Data Loss or Downtime

  • Comments posted to this topic are about the item Data Loss or Downtime

  • Being slightly pedantic I think the question:

    So what is more important to you: downtime or data loss?

    is wrong and not a reflection on the spirit of the article, more correctly it should be along the lines of:

    So what is more important to you: downtime or partial/non-current data?

    But, in answer to the spirit of the article, the answer is as always, it depends :). I can think of several of the systems I have written/support that could function on a partial, non current data set, and others that are completely dependant upon the results that have happened within tens of seconds before. I think the defining requirement is to understand how the customer works with a system and the impacts of all scenarios such that some form of SLA is in place which allows the most efficient and cost effective re-instation of a fully working system.

  • Hi,

    It depends on the nature of the system. I work in a financial institute with a lot of trading; in a downtime vs. partial data loss situation business has to weigh the cost of being down until the data is recovered, risk of reputational loss and increased revenue loss against a smaller risk of reputational loss and less loss of revenue with partial data.

    In most cases (in this scenario) it would be better to accept a partial data loss until it can be recovered, and get business up and running to mitigate the additional reputational and financial loss.

  • It depends. Among other things it depends on what data is going to be missing.

    Thinking back to the bank there were some tables that we could do without during business hours but were critical for the overnight processes. There were other tables that we could do without for 3 weeks, but they had to be there (and complete) during the last week of the month. There were other tables where if the information in there was incomplete it was worse than if the system was completely offline.

    Gail Shaw
    Microsoft Certified Master: SQL Server, MVP, M.Sc (Comp Sci)
    SQL In The Wild: Discussions on DB performance with occasional diversions into recoverability

    We walk in the dark places no others will enter
    We stand on the bridge and no one may pass
  • Hello!

    To me, the strategy that I have followed is:

    1. Get the database online as soon as possible - non-current data allowed

    2. Attempt to restore the most-recent data first - mostly OLTP systems need transactions from within the last month 80% of the time

    3. Attempt to restore the history data - the rest of the 80% data, used 20% of the time

    Going side-track here, but I find the above strategy useful in data cleanup projects as well.

    Have a great day!

    Thanks & Regards,
    Nakul Vachhrajani.
    http://nakulvachhrajani.com

    Follow me on
    Twitter: @sqltwins

  • Fortunately our OLTP Database fits on one tape, we also restore to a backup database for immediate rollover in case of failure.

    However recently we were hacked and although our DB was untouched some system files were corrupted so we could not load the DB.

    We dump all our major files to csv files overnight from our OLTP DB and these were initially used as a psuedo Datawarehouse until we got our current full blown MS SQL version. Because these files were available we knew our customers addresses, we knew what stock we had, we knew where the stock was and we knew all the prices.

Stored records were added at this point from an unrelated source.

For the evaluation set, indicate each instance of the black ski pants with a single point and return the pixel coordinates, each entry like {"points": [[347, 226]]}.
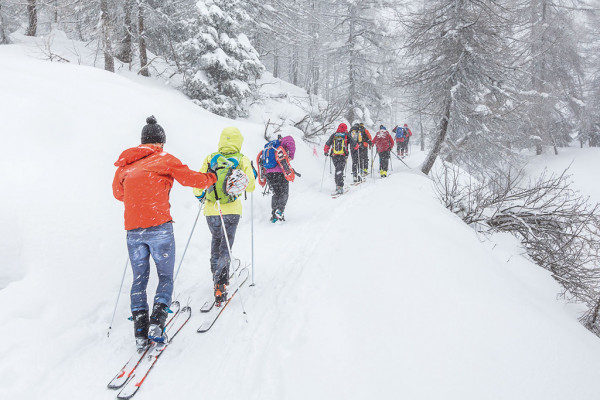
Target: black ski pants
{"points": [[339, 162], [355, 162], [384, 160], [281, 190], [363, 155]]}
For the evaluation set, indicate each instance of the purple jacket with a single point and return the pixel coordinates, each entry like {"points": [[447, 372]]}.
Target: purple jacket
{"points": [[288, 143]]}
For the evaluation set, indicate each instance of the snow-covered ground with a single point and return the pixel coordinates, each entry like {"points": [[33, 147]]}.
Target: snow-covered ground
{"points": [[381, 293]]}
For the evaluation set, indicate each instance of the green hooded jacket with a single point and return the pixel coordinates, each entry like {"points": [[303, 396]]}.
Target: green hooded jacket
{"points": [[230, 143]]}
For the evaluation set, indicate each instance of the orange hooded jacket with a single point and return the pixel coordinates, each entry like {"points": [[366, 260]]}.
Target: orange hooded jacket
{"points": [[144, 180]]}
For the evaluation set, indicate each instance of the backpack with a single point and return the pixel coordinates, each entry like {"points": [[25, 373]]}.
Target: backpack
{"points": [[338, 147], [223, 167], [400, 132], [269, 154]]}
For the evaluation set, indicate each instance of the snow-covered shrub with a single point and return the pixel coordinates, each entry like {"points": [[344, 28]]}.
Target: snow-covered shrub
{"points": [[219, 64]]}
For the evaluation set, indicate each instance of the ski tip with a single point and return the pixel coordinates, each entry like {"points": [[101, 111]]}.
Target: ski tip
{"points": [[186, 309]]}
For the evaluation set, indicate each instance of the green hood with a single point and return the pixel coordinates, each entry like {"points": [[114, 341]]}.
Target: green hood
{"points": [[231, 141]]}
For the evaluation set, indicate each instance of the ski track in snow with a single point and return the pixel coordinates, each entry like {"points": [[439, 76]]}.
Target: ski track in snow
{"points": [[381, 293]]}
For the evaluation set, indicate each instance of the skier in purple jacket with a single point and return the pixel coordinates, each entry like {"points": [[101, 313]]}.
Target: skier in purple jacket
{"points": [[277, 181]]}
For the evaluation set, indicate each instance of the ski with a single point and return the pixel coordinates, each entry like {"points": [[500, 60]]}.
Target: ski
{"points": [[155, 350], [335, 195], [214, 314], [125, 373]]}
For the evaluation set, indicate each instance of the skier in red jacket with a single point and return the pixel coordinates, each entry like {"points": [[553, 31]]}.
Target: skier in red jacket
{"points": [[384, 143]]}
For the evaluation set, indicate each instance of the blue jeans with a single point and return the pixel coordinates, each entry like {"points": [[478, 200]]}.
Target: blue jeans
{"points": [[219, 255], [158, 242]]}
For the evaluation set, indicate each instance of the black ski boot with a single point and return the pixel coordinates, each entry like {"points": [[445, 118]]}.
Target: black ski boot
{"points": [[156, 331], [220, 294], [140, 327]]}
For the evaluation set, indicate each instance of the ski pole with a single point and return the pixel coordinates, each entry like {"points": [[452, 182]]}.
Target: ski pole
{"points": [[323, 175], [118, 296], [188, 243], [231, 257], [252, 231], [372, 161]]}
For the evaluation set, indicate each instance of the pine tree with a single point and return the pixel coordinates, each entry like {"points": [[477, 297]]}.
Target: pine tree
{"points": [[456, 58], [220, 65]]}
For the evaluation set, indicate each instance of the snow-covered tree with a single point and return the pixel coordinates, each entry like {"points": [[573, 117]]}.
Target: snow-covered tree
{"points": [[456, 67], [3, 33], [219, 63], [553, 72]]}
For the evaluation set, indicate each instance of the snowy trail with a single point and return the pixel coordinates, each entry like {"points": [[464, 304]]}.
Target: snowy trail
{"points": [[380, 293]]}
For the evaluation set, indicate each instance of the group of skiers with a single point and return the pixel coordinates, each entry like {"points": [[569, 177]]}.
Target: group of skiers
{"points": [[357, 143], [143, 181], [145, 176]]}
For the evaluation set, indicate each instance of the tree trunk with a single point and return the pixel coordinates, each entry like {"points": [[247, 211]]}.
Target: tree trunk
{"points": [[422, 135], [142, 40], [32, 14], [126, 52], [295, 65], [3, 35], [276, 62], [437, 146], [109, 62], [55, 12], [351, 67]]}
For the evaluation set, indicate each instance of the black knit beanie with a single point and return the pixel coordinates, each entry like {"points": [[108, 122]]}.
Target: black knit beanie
{"points": [[153, 133]]}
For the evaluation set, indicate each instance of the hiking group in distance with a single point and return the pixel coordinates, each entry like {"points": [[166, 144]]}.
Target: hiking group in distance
{"points": [[145, 176], [357, 142]]}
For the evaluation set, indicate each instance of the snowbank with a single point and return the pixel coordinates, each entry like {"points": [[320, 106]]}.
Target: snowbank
{"points": [[380, 293]]}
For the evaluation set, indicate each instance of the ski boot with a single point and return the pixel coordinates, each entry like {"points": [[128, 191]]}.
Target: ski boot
{"points": [[220, 294], [156, 331], [279, 215], [140, 328]]}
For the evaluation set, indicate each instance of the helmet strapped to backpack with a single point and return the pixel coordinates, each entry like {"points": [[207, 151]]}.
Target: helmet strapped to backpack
{"points": [[269, 155], [236, 183], [339, 144], [231, 182]]}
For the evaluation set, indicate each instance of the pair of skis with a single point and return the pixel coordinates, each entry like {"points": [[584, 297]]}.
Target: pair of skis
{"points": [[133, 374], [130, 378]]}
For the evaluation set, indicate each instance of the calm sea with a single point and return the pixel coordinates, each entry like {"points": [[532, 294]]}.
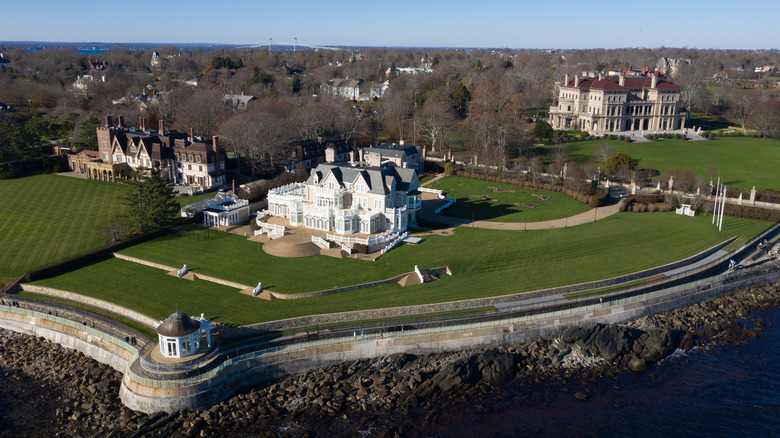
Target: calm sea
{"points": [[729, 391]]}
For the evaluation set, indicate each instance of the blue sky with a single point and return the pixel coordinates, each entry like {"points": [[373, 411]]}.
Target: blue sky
{"points": [[747, 24]]}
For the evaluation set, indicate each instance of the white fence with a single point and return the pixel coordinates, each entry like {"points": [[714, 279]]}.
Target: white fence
{"points": [[319, 241], [371, 240], [272, 229]]}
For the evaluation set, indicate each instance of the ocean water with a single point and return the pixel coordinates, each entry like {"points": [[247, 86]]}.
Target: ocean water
{"points": [[726, 391]]}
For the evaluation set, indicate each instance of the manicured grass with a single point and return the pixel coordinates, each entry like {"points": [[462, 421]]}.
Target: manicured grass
{"points": [[500, 207], [741, 162], [484, 263], [137, 326], [46, 218]]}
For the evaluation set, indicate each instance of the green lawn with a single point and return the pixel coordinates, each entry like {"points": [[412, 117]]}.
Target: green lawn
{"points": [[741, 161], [46, 218], [484, 262], [500, 207]]}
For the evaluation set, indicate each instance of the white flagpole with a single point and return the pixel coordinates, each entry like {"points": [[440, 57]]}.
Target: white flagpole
{"points": [[717, 194], [722, 207]]}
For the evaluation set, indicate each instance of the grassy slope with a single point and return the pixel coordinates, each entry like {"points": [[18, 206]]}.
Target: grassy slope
{"points": [[485, 263], [47, 218], [741, 161], [503, 210]]}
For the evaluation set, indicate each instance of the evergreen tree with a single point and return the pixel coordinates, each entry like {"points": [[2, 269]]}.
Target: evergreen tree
{"points": [[150, 203], [542, 129], [461, 96]]}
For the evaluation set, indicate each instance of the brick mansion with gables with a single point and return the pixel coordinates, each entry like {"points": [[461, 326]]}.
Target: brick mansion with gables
{"points": [[180, 158], [602, 105]]}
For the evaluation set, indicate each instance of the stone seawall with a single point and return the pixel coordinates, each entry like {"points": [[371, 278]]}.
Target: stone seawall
{"points": [[111, 307], [250, 370], [150, 396], [112, 352]]}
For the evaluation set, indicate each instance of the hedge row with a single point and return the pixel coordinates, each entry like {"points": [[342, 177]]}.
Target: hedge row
{"points": [[595, 199], [93, 256]]}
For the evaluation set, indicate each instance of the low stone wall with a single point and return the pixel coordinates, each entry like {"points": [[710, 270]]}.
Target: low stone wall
{"points": [[397, 278], [248, 370], [97, 345], [143, 262], [119, 310]]}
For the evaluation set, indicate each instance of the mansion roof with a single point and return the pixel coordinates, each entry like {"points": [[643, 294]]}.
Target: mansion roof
{"points": [[630, 83], [379, 180], [392, 150]]}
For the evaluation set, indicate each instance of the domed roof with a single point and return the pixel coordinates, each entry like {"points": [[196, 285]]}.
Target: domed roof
{"points": [[178, 325]]}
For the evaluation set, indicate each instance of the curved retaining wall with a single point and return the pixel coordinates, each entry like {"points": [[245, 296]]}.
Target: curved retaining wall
{"points": [[98, 345], [253, 368], [152, 395]]}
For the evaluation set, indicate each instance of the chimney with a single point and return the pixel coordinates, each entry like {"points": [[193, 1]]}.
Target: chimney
{"points": [[217, 154], [330, 154]]}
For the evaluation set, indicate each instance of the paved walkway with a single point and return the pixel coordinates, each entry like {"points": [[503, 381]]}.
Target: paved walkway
{"points": [[583, 218]]}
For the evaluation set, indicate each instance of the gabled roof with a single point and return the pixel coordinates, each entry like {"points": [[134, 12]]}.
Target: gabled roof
{"points": [[378, 179], [630, 83], [392, 150]]}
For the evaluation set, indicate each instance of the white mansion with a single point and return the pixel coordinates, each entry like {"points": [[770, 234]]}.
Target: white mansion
{"points": [[350, 199], [601, 105]]}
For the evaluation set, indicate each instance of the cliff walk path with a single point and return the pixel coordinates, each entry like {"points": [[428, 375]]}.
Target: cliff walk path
{"points": [[583, 218]]}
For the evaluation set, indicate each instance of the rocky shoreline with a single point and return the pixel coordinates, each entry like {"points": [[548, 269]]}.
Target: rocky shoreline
{"points": [[52, 391]]}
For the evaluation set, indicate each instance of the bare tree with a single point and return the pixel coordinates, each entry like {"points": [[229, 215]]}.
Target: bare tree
{"points": [[310, 120], [765, 118], [204, 112], [438, 120], [394, 109], [259, 137], [345, 120]]}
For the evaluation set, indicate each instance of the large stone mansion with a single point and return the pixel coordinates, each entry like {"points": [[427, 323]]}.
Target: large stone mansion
{"points": [[180, 158], [350, 199], [620, 104]]}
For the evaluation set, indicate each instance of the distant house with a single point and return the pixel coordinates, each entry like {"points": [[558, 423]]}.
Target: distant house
{"points": [[4, 109], [226, 211], [181, 159], [97, 65], [84, 83], [400, 155], [238, 101], [345, 88], [617, 104], [409, 70], [766, 69], [303, 155], [155, 63], [378, 90]]}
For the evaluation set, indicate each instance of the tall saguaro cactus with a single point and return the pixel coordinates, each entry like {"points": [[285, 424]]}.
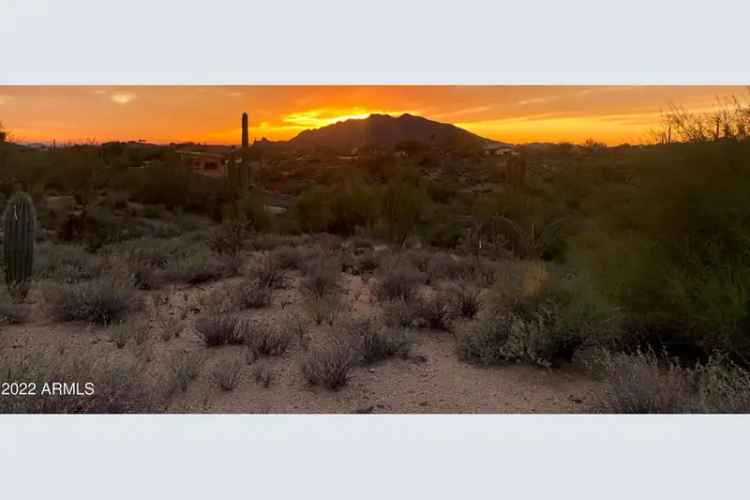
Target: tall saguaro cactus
{"points": [[245, 136], [19, 226]]}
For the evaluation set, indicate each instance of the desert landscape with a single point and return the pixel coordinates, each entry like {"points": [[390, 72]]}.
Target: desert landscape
{"points": [[379, 264]]}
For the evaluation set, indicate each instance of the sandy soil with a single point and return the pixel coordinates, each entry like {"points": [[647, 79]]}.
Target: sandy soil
{"points": [[434, 380]]}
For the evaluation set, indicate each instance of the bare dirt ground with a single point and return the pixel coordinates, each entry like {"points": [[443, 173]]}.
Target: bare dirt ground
{"points": [[432, 380]]}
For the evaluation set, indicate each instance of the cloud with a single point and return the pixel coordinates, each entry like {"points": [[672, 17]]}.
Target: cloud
{"points": [[536, 100], [123, 98]]}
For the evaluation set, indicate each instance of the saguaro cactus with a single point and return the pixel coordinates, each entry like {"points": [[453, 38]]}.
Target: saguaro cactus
{"points": [[19, 225], [245, 136]]}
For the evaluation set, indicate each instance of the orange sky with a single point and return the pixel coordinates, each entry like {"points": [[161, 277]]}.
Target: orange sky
{"points": [[211, 114]]}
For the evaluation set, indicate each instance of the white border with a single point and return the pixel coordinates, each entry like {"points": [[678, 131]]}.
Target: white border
{"points": [[374, 457], [368, 42], [383, 42]]}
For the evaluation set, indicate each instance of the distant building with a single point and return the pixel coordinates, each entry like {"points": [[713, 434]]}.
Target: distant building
{"points": [[497, 150], [201, 162]]}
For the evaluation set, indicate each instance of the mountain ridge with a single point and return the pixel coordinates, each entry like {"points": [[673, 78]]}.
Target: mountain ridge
{"points": [[387, 131]]}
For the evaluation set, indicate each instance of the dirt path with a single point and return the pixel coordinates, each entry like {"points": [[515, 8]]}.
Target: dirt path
{"points": [[434, 380]]}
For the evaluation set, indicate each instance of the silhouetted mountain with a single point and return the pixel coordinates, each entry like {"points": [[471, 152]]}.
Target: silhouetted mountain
{"points": [[387, 131]]}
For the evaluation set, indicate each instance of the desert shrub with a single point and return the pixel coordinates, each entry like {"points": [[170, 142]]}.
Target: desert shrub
{"points": [[270, 241], [102, 301], [262, 374], [169, 328], [464, 299], [263, 340], [398, 282], [120, 333], [148, 257], [548, 318], [368, 262], [323, 309], [227, 373], [533, 240], [672, 251], [66, 263], [482, 271], [404, 208], [298, 327], [445, 267], [329, 366], [229, 238], [724, 387], [288, 258], [12, 313], [435, 311], [321, 279], [220, 329], [376, 343], [399, 314], [118, 385], [199, 266], [185, 368], [268, 272], [645, 383], [253, 294]]}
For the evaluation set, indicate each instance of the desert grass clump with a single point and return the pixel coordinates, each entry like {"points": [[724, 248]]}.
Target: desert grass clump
{"points": [[329, 366], [645, 383], [398, 283], [299, 329], [66, 263], [120, 333], [263, 340], [435, 311], [399, 314], [375, 343], [724, 387], [169, 328], [323, 309], [12, 313], [322, 278], [185, 368], [102, 301], [536, 318], [197, 267], [268, 272], [445, 267], [227, 373], [220, 329], [288, 258], [262, 374], [465, 299], [253, 294]]}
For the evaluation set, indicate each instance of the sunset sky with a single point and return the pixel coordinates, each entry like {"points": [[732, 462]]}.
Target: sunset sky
{"points": [[211, 114]]}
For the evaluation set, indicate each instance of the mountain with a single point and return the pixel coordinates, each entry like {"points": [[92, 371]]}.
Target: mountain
{"points": [[386, 131]]}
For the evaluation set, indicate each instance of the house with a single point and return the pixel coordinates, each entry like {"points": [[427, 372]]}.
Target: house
{"points": [[497, 149], [205, 163]]}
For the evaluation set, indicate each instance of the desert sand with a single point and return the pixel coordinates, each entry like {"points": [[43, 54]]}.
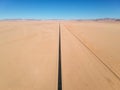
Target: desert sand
{"points": [[29, 55]]}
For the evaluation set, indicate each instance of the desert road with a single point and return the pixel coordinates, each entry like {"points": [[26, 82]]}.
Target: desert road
{"points": [[59, 55]]}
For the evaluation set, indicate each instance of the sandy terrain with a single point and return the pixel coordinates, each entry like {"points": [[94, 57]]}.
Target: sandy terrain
{"points": [[29, 54]]}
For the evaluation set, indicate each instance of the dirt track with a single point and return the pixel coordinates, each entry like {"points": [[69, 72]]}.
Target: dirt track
{"points": [[29, 55]]}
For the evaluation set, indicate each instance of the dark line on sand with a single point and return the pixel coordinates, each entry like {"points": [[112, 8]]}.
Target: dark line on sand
{"points": [[59, 63], [94, 54]]}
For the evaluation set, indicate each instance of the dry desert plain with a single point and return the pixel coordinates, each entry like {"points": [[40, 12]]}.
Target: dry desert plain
{"points": [[30, 52]]}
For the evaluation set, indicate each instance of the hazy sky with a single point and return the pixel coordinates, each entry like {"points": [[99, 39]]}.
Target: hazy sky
{"points": [[59, 9]]}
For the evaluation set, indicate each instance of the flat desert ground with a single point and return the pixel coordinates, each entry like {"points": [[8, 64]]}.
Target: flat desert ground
{"points": [[30, 53]]}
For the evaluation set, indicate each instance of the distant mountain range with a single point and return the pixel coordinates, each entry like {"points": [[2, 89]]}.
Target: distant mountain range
{"points": [[100, 19]]}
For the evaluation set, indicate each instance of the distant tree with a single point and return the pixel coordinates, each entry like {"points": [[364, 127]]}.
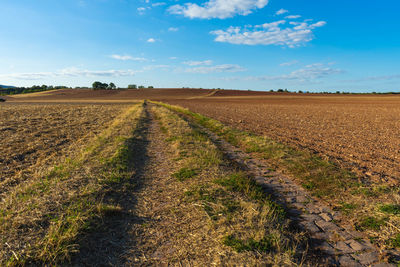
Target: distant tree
{"points": [[112, 86], [99, 85]]}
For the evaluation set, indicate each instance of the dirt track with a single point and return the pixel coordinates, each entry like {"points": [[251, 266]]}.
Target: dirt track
{"points": [[360, 133]]}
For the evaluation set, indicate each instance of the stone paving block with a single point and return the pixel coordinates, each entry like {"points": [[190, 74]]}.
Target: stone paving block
{"points": [[343, 247], [301, 199], [346, 260], [309, 217], [356, 245], [320, 235], [327, 226], [311, 227], [367, 258], [326, 247]]}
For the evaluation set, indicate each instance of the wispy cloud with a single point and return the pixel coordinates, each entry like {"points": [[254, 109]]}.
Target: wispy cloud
{"points": [[280, 32], [198, 63], [221, 9], [216, 69], [281, 11], [308, 73], [290, 63], [69, 72], [158, 4], [376, 78], [127, 57], [293, 17]]}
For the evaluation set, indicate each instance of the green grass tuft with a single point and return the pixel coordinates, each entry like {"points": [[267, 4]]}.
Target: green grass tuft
{"points": [[391, 209], [184, 173], [264, 245]]}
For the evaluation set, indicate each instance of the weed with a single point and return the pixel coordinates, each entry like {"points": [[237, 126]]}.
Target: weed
{"points": [[371, 223], [184, 173], [395, 242], [347, 208], [391, 209], [264, 245]]}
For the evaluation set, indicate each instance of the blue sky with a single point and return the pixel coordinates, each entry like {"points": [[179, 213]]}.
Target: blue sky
{"points": [[240, 44]]}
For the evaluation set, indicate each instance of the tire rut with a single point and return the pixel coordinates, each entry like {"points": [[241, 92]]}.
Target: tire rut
{"points": [[333, 244]]}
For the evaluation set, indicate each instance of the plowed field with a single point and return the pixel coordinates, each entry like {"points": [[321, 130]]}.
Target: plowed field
{"points": [[358, 132]]}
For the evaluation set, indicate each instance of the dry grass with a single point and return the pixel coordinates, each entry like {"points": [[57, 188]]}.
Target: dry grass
{"points": [[361, 202], [231, 220], [35, 136], [42, 218]]}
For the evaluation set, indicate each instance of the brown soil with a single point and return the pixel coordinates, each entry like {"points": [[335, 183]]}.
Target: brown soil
{"points": [[34, 136], [359, 132], [85, 95]]}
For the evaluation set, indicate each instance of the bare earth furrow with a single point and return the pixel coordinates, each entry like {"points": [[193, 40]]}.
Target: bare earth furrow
{"points": [[344, 246]]}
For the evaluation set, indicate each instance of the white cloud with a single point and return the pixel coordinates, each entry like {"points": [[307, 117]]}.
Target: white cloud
{"points": [[290, 34], [216, 69], [308, 73], [290, 63], [153, 67], [127, 57], [158, 4], [173, 29], [69, 72], [142, 10], [376, 78], [198, 63], [221, 9], [293, 17], [281, 11]]}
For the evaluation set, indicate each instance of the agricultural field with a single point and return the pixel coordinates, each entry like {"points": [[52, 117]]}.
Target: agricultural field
{"points": [[199, 177], [35, 135]]}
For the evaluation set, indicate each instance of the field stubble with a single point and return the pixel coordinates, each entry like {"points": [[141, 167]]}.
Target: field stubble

    Now it wasn't as smooth and efficient as normal trading and the system says we didn't process anything that day but we got all the orders out that were due out. So the impact to the business was minimal and once the system files were restored all was well.

    So how well you prepare for downtime is as important as getting the data back.

  • It Depends...

    Like i use to work on the product which shows up the prices and then people do the purchasing from there.

    so if i make the thinks online without taking the downtime then may be customers will see the bad prices and which can create a bad impact over my site just because of the bad data.So its better that i take the downtime and then recover all of my data and then make the things back to normal again.

    Thanks

    Vineet

  • Obviously, I want my cake and I want to eat it too (and I'll have as much of yours as I can)... or at least that's how most businesses would approach it.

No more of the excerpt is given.